Кнульп закашлялся и умолк. Друг внимательно смотрел на него, и минуту-другую оба молчали. Потом Кнульп продолжил:

– Ну вот, теперь ты знаешь эту историю. Все произошло, конечно, не так быстро, как я рассчитывал. Когда я сообщил отцу, что больше не могу и не хочу ходить в латинскую школу, он влепил мне пару затрещин. Выход я нашел не вдруг, подумывал даже подпалить нашу школу. Ребячество, но в главном мне было не до шуток. И в итоге я отыскал единственное решение. Просто стал плохо учиться. Помнишь?

– А ведь и правда, теперь припоминаю. Одно время тебя чуть не каждый день сажали в карцер.

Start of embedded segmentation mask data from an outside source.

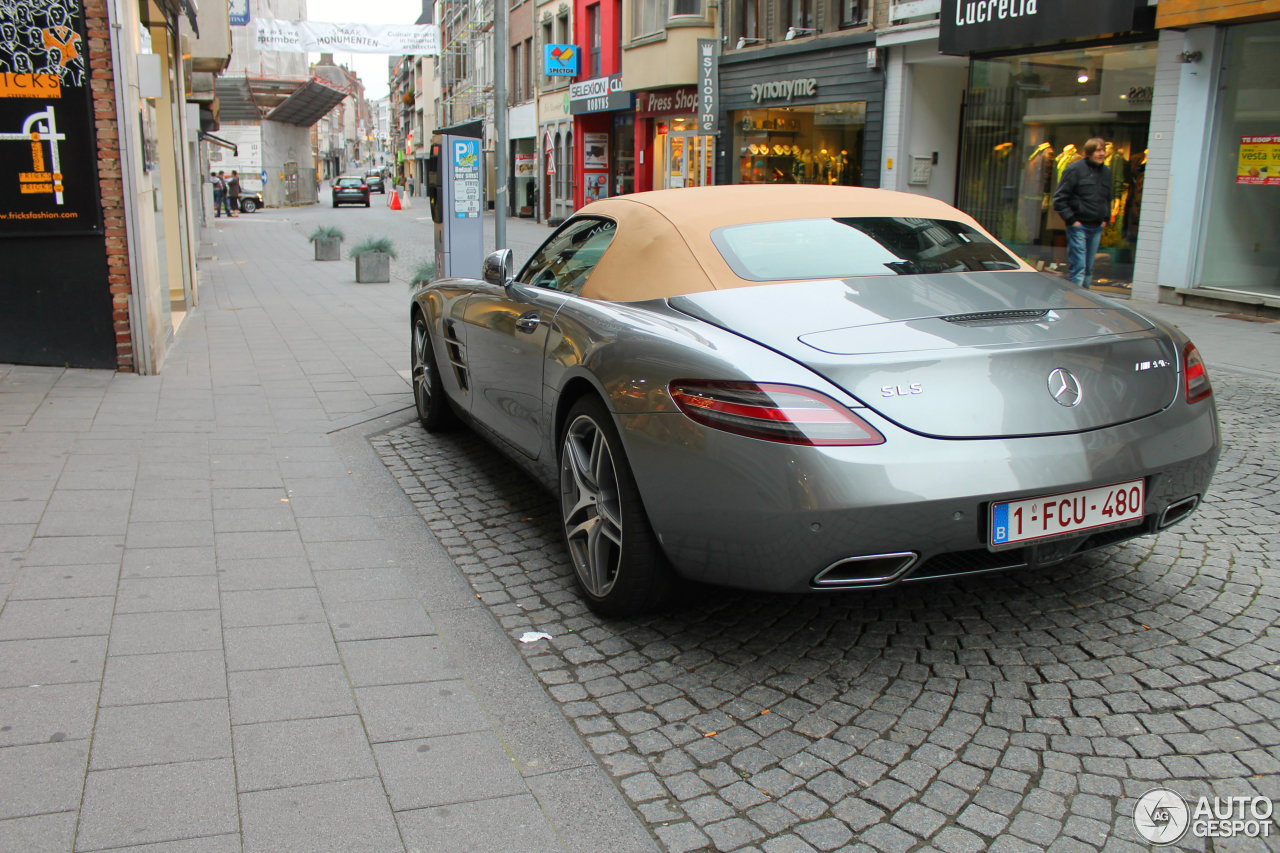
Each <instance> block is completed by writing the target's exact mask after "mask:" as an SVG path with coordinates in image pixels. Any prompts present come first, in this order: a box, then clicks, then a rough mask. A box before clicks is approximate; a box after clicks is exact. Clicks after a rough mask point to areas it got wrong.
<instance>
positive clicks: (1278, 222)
mask: <svg viewBox="0 0 1280 853" xmlns="http://www.w3.org/2000/svg"><path fill="white" fill-rule="evenodd" d="M1276 45H1280V20H1268V22H1262V23H1254V24H1243V26H1236V27H1231V28H1230V29H1229V31H1228V37H1226V64H1225V69H1224V72H1222V86H1220V87H1219V101H1217V110H1216V127H1215V128H1213V129H1215V133H1213V149H1212V154H1211V156H1210V160H1208V167H1207V179H1208V191H1207V192H1206V202H1207V204H1206V214H1204V231H1203V237H1202V243H1201V246H1202V247H1203V251H1202V257H1203V260H1202V269H1201V279H1199V283H1201V284H1203V286H1206V287H1219V288H1225V289H1231V291H1242V292H1247V293H1254V295H1256V293H1266V295H1276V293H1280V242H1277V241H1276V223H1280V174H1277V173H1276V172H1277V169H1276V167H1275V159H1274V158H1275V156H1276V155H1275V151H1276V147H1277V140H1280V110H1277V109H1276V104H1280V51H1277V50H1276ZM1165 240H1170V237H1169V234H1166V236H1165Z"/></svg>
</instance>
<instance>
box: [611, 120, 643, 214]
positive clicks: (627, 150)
mask: <svg viewBox="0 0 1280 853" xmlns="http://www.w3.org/2000/svg"><path fill="white" fill-rule="evenodd" d="M635 122H636V117H635V113H621V111H620V113H614V114H613V133H612V134H611V137H609V147H611V158H609V161H611V164H612V167H613V195H618V196H621V195H623V193H627V192H635V186H636V165H635V164H636V124H635Z"/></svg>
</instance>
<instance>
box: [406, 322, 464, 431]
mask: <svg viewBox="0 0 1280 853" xmlns="http://www.w3.org/2000/svg"><path fill="white" fill-rule="evenodd" d="M410 357H411V362H412V371H411V374H410V375H411V378H412V384H413V405H415V407H417V419H419V421H421V424H422V428H424V429H426V430H428V432H431V433H435V432H440V430H442V429H447V428H448V427H452V425H453V423H454V415H453V410H452V409H449V401H448V400H445V397H444V384H443V383H442V382H440V371H439V369H438V366H436V361H435V350H433V348H431V334H430V332H428V328H426V318H424V316H422V315H421V314H419V313H416V311H415V314H413V339H412V350H411V352H410Z"/></svg>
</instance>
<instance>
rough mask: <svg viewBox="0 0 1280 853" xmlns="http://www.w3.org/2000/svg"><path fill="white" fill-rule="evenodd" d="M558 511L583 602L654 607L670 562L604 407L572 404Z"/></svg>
mask: <svg viewBox="0 0 1280 853" xmlns="http://www.w3.org/2000/svg"><path fill="white" fill-rule="evenodd" d="M559 496H561V514H562V517H563V524H564V540H566V543H567V546H568V552H570V558H571V560H572V562H573V571H575V574H576V575H577V583H579V587H580V588H581V590H582V594H584V596H585V598H586V602H588V606H589V607H590V608H591V610H594V611H595V612H598V613H602V615H607V616H626V615H630V613H635V612H640V611H643V610H649V608H653V607H655V606H658V605H659V603H660V602H662V599H663V598H664V597H666V596H667V593H668V590H669V587H671V569H669V566H668V564H667V558H666V555H663V552H662V548H660V547H659V544H658V540H657V538H655V537H654V535H653V530H652V528H650V526H649V519H648V517H646V516H645V511H644V506H643V505H641V502H640V493H639V491H637V489H636V484H635V478H634V476H632V475H631V469H630V466H628V465H627V460H626V456H625V453H623V451H622V442H621V439H620V437H618V432H617V428H616V427H614V425H613V419H612V418H611V416H609V412H608V410H605V407H604V406H603V405H602V403H600V402H599V401H598V400H596V398H594V397H584V398H582V400H579V401H577V402H576V403H573V407H572V409H571V410H570V414H568V418H567V420H566V427H564V432H563V437H562V439H561V488H559Z"/></svg>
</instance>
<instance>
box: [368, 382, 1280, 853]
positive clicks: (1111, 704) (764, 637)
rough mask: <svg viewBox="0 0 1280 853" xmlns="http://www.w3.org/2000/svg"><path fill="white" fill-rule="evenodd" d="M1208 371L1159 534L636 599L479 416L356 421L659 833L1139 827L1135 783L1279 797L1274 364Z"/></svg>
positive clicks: (1117, 831)
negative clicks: (754, 587)
mask: <svg viewBox="0 0 1280 853" xmlns="http://www.w3.org/2000/svg"><path fill="white" fill-rule="evenodd" d="M1212 378H1213V383H1215V389H1216V394H1217V405H1219V412H1220V418H1221V423H1222V432H1224V453H1222V459H1221V462H1220V465H1219V470H1217V475H1216V478H1215V484H1213V489H1212V492H1211V494H1210V496H1208V498H1207V501H1206V502H1204V505H1202V507H1201V508H1199V511H1198V512H1197V514H1196V515H1194V516H1193V517H1192V519H1190V520H1189V521H1187V523H1183V524H1180V525H1176V526H1174V528H1172V529H1170V530H1167V532H1164V533H1161V534H1158V535H1153V537H1146V538H1142V539H1137V540H1133V542H1130V543H1126V544H1121V546H1117V547H1111V548H1106V549H1102V551H1100V552H1093V553H1092V555H1088V556H1084V557H1082V558H1078V560H1075V561H1071V562H1068V564H1065V565H1061V566H1057V567H1052V569H1044V570H1039V571H1024V573H1016V574H1005V575H989V576H983V578H973V579H966V580H960V581H951V583H933V584H914V585H913V584H909V585H905V587H900V588H896V589H891V590H884V592H867V593H859V594H855V593H841V594H829V596H809V597H778V596H762V594H751V593H740V592H732V590H723V589H712V588H698V589H696V590H695V592H692V593H691V596H690V597H687V598H686V599H685V601H682V602H680V603H678V606H677V607H676V608H673V610H672V611H669V612H667V613H663V615H660V616H657V617H650V619H645V620H639V621H607V620H602V619H599V617H596V616H594V615H593V613H590V612H589V611H588V610H586V608H585V607H584V606H582V605H581V603H580V602H579V599H577V596H576V593H575V589H573V581H572V575H571V569H570V564H568V560H567V556H566V553H564V551H563V546H562V540H561V533H559V528H558V517H557V507H556V503H554V501H553V498H552V497H550V496H549V494H548V493H547V492H544V491H541V489H540V487H538V485H536V484H535V483H534V482H532V480H530V479H527V478H526V476H525V475H522V474H520V473H518V471H516V470H513V466H512V465H509V464H508V462H507V461H506V459H504V457H503V456H502V455H500V453H498V452H497V451H495V450H493V448H492V447H489V446H488V444H486V443H484V442H483V441H481V439H479V438H477V437H476V435H474V434H472V433H470V432H466V430H460V432H454V433H449V434H445V435H443V437H442V435H429V434H426V433H425V432H424V430H422V429H421V428H420V427H419V425H417V424H416V423H413V424H410V425H406V427H402V428H398V429H394V430H392V432H389V433H385V434H383V435H380V437H378V438H375V441H374V443H375V448H376V451H378V453H379V455H380V456H381V459H383V460H384V462H385V464H387V465H388V467H389V469H390V471H392V473H393V474H394V476H396V478H397V479H398V480H399V483H401V485H402V487H403V488H404V491H406V492H407V493H408V496H410V497H411V498H412V501H413V502H415V505H416V506H417V507H419V510H420V511H421V514H422V516H424V517H425V519H426V521H428V524H429V525H430V528H431V530H433V532H434V533H435V534H436V535H438V537H439V538H440V540H442V543H443V544H444V547H445V548H447V549H448V552H449V555H451V556H452V558H453V560H454V562H456V564H457V566H458V567H460V569H461V570H462V573H465V574H466V576H467V578H468V579H470V583H471V585H472V587H474V589H475V593H476V596H477V598H480V599H481V601H483V602H485V603H486V605H488V607H489V608H490V610H492V611H493V613H494V616H495V617H497V619H498V620H499V622H500V624H502V626H503V628H504V630H506V631H507V634H508V637H511V639H512V643H513V644H515V646H516V647H517V648H518V649H520V651H521V653H522V654H524V656H525V658H526V660H527V662H529V666H530V667H531V669H532V670H534V671H535V672H536V674H538V676H539V678H540V679H541V681H543V684H544V685H545V688H547V690H548V692H549V693H550V695H552V697H553V698H554V699H556V701H557V702H558V703H559V706H561V708H562V710H563V713H564V715H566V716H567V717H568V719H570V720H571V721H572V722H573V725H575V726H576V727H577V730H579V733H580V734H581V736H582V739H584V740H585V743H586V744H588V745H589V747H590V749H591V751H593V752H594V753H595V754H596V757H598V758H599V761H600V762H602V763H603V765H604V766H605V767H607V768H608V771H609V772H611V774H612V775H613V777H614V780H616V781H617V784H618V786H620V788H621V790H622V792H623V793H625V795H626V797H627V799H628V800H630V802H631V804H632V806H634V808H635V809H636V811H637V813H639V815H641V816H643V818H644V821H645V822H646V824H648V826H649V827H650V829H652V831H653V833H654V835H655V836H657V838H658V839H659V841H660V843H662V844H663V845H664V847H666V848H667V849H668V850H673V852H684V850H695V849H717V850H740V849H759V850H768V852H771V853H782V852H787V853H791V852H796V853H799V852H801V850H836V849H850V850H854V849H860V850H867V849H876V850H883V852H886V853H897V852H905V850H914V849H928V848H932V849H938V850H946V852H948V853H964V852H977V850H983V849H992V850H1012V849H1036V850H1043V849H1051V850H1087V849H1107V850H1124V849H1144V848H1146V844H1144V843H1142V839H1140V836H1139V835H1138V834H1137V831H1135V829H1134V822H1133V807H1134V800H1135V798H1137V797H1140V795H1142V794H1143V793H1146V792H1147V790H1149V789H1151V788H1153V786H1155V785H1156V784H1162V785H1164V786H1167V788H1171V789H1174V790H1176V792H1179V793H1181V794H1183V795H1185V797H1198V795H1215V794H1216V795H1254V794H1261V795H1266V797H1270V798H1272V799H1276V798H1280V726H1277V721H1280V666H1277V660H1280V628H1277V617H1280V560H1277V557H1276V547H1275V543H1276V542H1277V540H1280V523H1277V519H1280V515H1277V511H1280V496H1277V485H1276V480H1277V475H1280V461H1277V459H1280V432H1277V429H1276V427H1275V424H1276V423H1277V420H1280V384H1277V383H1276V382H1275V380H1274V379H1271V378H1266V377H1252V375H1243V374H1239V373H1228V371H1219V373H1215V374H1213V377H1212ZM530 630H536V631H545V633H548V634H550V635H552V639H550V640H540V642H535V643H529V644H521V643H520V642H518V638H520V637H521V635H522V634H524V633H525V631H530ZM1183 844H1184V845H1187V847H1190V848H1193V849H1194V848H1196V845H1201V848H1202V849H1203V845H1204V844H1206V841H1203V840H1197V839H1192V838H1190V836H1189V835H1188V838H1187V839H1184V841H1183ZM1212 844H1216V847H1215V848H1213V849H1260V848H1261V849H1280V839H1276V838H1271V839H1268V840H1257V839H1239V840H1236V841H1226V840H1220V841H1213V843H1212Z"/></svg>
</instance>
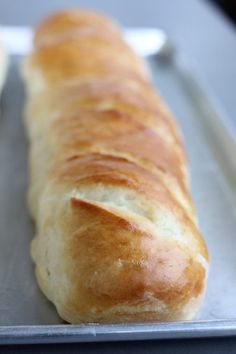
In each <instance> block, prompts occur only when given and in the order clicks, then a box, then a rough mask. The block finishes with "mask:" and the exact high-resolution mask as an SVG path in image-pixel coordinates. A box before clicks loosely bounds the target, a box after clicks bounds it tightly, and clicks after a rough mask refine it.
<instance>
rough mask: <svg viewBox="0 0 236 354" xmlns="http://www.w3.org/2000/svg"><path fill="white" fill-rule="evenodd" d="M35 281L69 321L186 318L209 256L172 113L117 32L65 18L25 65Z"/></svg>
mask: <svg viewBox="0 0 236 354" xmlns="http://www.w3.org/2000/svg"><path fill="white" fill-rule="evenodd" d="M23 76H24V80H25V82H26V88H27V104H26V119H25V121H26V127H27V131H28V136H29V140H30V162H29V165H30V188H29V207H30V211H31V214H32V216H33V218H34V219H35V222H36V228H37V235H36V237H35V238H34V240H33V242H32V257H33V260H34V262H35V265H36V276H37V279H38V282H39V285H40V287H41V289H42V290H43V292H44V293H45V295H46V296H47V297H48V298H49V299H50V300H51V301H52V302H53V303H54V304H55V306H56V308H57V310H58V312H59V314H60V316H61V317H62V318H63V319H65V320H67V321H68V322H71V323H81V322H104V323H112V322H114V323H115V322H140V321H141V322H145V321H163V320H184V319H190V318H192V317H193V316H194V315H195V314H196V312H197V310H198V308H199V305H200V302H201V298H202V295H203V293H204V288H205V282H206V277H207V269H208V254H207V249H206V246H205V243H204V241H203V239H202V238H201V236H200V234H199V231H198V228H197V225H196V216H195V212H194V208H193V205H192V201H191V197H190V195H189V190H188V188H189V187H188V177H187V168H186V155H185V151H184V148H183V145H182V141H181V136H180V133H179V130H178V128H177V126H176V123H175V121H174V119H173V118H172V115H171V113H170V112H169V110H168V108H167V107H166V105H165V103H164V102H163V100H162V99H161V97H160V96H159V94H158V93H157V92H156V91H155V90H154V88H153V86H152V84H151V83H150V79H149V75H148V72H147V68H146V66H145V64H144V63H143V62H142V60H141V59H139V58H138V57H137V56H136V55H135V54H134V53H133V51H132V50H131V49H130V48H129V47H128V45H127V44H126V43H125V42H124V41H123V39H122V36H121V32H120V30H119V28H118V27H117V26H116V25H114V24H113V22H112V21H110V20H109V19H107V18H106V17H104V16H101V15H99V14H96V13H93V12H89V11H84V10H78V11H77V10H76V11H72V10H71V11H70V10H67V11H64V12H60V13H57V14H55V15H52V16H51V17H49V18H48V19H46V20H45V21H44V22H42V23H41V25H39V27H38V28H37V29H36V32H35V41H34V51H33V53H32V54H31V55H30V56H29V57H28V58H26V60H25V62H24V65H23Z"/></svg>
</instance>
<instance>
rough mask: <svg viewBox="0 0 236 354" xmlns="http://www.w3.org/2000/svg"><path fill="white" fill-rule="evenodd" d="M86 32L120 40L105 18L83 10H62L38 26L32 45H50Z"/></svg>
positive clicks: (117, 29)
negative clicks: (60, 40) (103, 35)
mask: <svg viewBox="0 0 236 354" xmlns="http://www.w3.org/2000/svg"><path fill="white" fill-rule="evenodd" d="M87 31H93V32H98V33H100V32H102V33H106V34H108V35H109V34H110V35H111V37H113V39H114V36H115V37H117V38H120V30H119V28H118V27H116V26H115V24H114V23H113V22H112V21H110V20H108V18H106V17H105V16H102V15H100V14H99V15H98V14H97V13H96V12H92V11H85V10H74V9H73V10H64V11H59V12H57V13H55V14H54V15H52V16H49V17H48V18H46V19H45V20H44V21H42V23H41V24H40V25H39V26H38V28H37V30H36V32H35V37H34V44H35V46H36V47H39V46H42V45H45V44H50V42H53V41H60V40H61V39H62V40H64V39H65V36H66V37H70V36H74V34H75V33H76V35H78V34H79V35H80V34H82V33H86V32H87Z"/></svg>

– Да. Я прогуливал уроки, отвечал плохо, домашние задания не выполнял, терял тетрадки, каждый день что-нибудь да случалось, и в конце концов мне понравилось этак развлекаться, и я изрядно досаждал учителям. Все равно ведь латынь и прочее потеряли для меня всякий смысл. Ты знаешь, чутье у меня всегда было хорошее, и если меня увлекало что-то новое, то ничего другого на свете для меня некоторое время вообще не существовало. Так было с гимнастикой, потом с ловлей форели, потом с ботаникой. И точно так же дело обстояло и с девчонками: пока я не перебесился и не приобрел опыт, все остальное значения не имело. Глупо же сидеть на школьной скамье да твердить спряжения, когда втайне все твои чувства увлечены тем, что ты подглядел вчера вечером, когда девчонки купались… Так-то вот! Учителя, наверно, все это замечали, в общем-то они любили меня и старались по возможности щадить, и мои намерения, пожалуй, пошли бы прахом, но вдобавок я завел дружбу с братом Франциски. Он учился в народной школе, в последнем классе, и парень был дрянной; я от него много перенял, правда лишь плохого, и много натерпелся. Через полгода я наконец достиг своей цели, отец избил меня до полусмерти, но из латинской школы я был отчислен, перебрался в народную, в тот же класс, что и брат Франциски.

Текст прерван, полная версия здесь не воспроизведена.